Moonpig Group PLC
- Type: Public
- Traded as: LSE: MOON;
- Industry: Greeting cards
- Founded: 3 June 2000; 26 years ago
- Founder: Nick Jenkins
- Headquarters: London, England, United Kingdom
- Area served: United Kingdom
- Key people: Kate Swann (Chair) Nickyl Raithatha (CEO)
- Revenue: £373.0 million (2026)
- Operating income: £87.2 million (2026)
- Net income: £51.7 million (2026)
- Website: moonpig.com

= Moonpig =

British online greeting card business

Moonpig Group plc is an internet-based business whose head offices are situated in London and Guernsey. The company's business model is mainly selling personalised greeting cards, flowers and gifts. It is listed on the London Stock Exchange and is a constituent of the FTSE 250 Index.

==History==
According to founder Nick Jenkins, "Moonpig" was his nickname at school in Newport, Shropshire, hence the name of the brand.

The original launch of Moonpig in 2000 coincided with the collapse of the dot-com bubble, which made progress difficult at first, but Jenkins raised further investment from private investors and venture capital, and the advent of broadband and digital cameras together with news spreading by word-of-mouth meant sales steadily increased, with the first profits being made in 2005.

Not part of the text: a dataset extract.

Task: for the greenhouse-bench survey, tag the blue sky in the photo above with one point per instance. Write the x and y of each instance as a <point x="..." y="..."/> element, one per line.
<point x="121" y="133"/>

A television advertising campaign began in the United Kingdom in November 2006. two years and four months later, Moonpig received more internet traffic than other flower and gift companies in the UK. By summer 2009, the company had sold cards to 2.57 million customers and its profit record was seen by The Times as "a typical curve for a successful start-up – a big, £1 million loss establishing it in its first year, negligible losses edging into negligible earnings over the next six years, and thereafter a seven-figure profit".

The website was launched in July 2000, and in 2007 the company was responsible for 90 percent of the online greeting card market in the United Kingdom, with nearly six million cards shipped.

In July 2011, Moonpig was bought by Photobox Group, which also owns Photobox, for £120m in a cash and shares transaction. Photobox was sold to a private equity firm Exponent Private Equity in 2015.

In 2019 Moonpig separated from Photobox Group. Moonpig Group was formed which encompassed Moonpig and Dutch equivalent Greetz.

On 2 February 2021 Moonpig Group was listed on the London Stock Exchange; its market capitalisation at the end of the first day of trading was over £1.2billion. Exponent sold shares as part of the listing, cutting its stake from 41% to 27%.

==Security==
In August 2013, a private developer discovered a vulnerability in the Moonpig API that made it possible for outsiders to retrieve the personal information of all three million of its users (names, birthdays, postal addresses, email addresses, phone numbers, the last four digits of credit card numbers, and credit card expiry dates), and informed Moonpig. Moonpig did nothing about it until the developer publicly announced the problem in January 2015, whereupon Moonpig disabled the API and its mobile apps pending an investigation. Moonpig issued a statement saying that "all password and payment information is and has always been safe".